New conveyancing measures start today

1 Aug 2011

A new set of rules intended to better protect clients’ conveyancing money from misappropriation will take effect today.

Under the new rules, lawyers are no longer allowed to receive and hold their clients’ conveyancing money. Those who violate this new rule could face a penalty of up to S$50,000 or a maximum imprisonment of three years.

Currently, lawyers can hold conveyancing money via three methods. The first method involves the opening of a “conveyancing account” with the Ministry of Law’s designated banks — DBS Bank, Bank of China, United Overseas Bank, the Bank of East Asia and OCBC Bank.

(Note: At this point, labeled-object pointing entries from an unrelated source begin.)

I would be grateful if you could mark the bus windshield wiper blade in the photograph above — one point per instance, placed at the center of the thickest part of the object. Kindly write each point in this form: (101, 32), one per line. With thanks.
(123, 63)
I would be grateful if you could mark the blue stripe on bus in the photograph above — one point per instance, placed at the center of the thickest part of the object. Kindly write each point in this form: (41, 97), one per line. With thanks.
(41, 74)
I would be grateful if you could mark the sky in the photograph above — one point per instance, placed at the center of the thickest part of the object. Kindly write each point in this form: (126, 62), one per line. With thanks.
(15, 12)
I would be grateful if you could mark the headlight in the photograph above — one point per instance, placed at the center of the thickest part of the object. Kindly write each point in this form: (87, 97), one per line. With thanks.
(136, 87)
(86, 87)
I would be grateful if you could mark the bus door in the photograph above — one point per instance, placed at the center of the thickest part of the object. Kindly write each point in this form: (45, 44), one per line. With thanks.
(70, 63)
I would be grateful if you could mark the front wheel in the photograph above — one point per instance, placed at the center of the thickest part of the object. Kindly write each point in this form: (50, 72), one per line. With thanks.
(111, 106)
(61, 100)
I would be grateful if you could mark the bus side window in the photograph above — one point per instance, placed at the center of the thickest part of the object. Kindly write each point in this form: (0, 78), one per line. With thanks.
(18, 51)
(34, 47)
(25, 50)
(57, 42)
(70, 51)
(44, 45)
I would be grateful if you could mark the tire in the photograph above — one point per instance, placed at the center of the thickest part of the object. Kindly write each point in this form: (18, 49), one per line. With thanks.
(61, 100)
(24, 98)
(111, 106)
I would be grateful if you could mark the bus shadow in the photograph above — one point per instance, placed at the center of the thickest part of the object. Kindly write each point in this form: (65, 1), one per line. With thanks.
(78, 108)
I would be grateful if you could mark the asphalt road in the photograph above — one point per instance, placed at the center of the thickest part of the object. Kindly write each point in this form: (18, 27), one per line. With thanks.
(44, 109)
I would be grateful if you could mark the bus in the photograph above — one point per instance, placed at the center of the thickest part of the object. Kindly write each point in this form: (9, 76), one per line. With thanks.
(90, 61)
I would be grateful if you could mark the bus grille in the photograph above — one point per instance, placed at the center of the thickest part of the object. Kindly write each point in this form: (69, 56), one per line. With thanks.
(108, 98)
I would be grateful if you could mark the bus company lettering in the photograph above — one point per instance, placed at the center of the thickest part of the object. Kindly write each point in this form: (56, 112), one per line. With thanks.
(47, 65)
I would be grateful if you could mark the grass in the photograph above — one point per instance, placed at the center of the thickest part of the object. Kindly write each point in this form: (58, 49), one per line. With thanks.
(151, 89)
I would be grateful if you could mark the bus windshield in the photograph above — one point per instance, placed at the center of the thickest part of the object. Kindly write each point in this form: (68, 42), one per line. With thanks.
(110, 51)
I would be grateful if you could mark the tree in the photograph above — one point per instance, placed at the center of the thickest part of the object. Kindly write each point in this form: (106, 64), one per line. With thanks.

Lawyers can also utilise the Singapore Academy of Law’s (SAL) conveyancing money service, while the final method involves holding the money through an escrow account jointly opened by lawyers of the buyer-seller.

Those using conveyancing accounts will have to add the “CVY” suffix to the payee’s name on their bank drafts, cashier’s orders and cheques. Payout or withdrawal from these accounts will require two-party authorisation.

To speed up the implementation of the new rules, the Singapore Land Authority had provided an electronic payment instruction service (ePI) system, which permits lawyers to electronically initiate and countersign payment instructions and for the authorised banks and SAL to process these transactions, said the Ministry.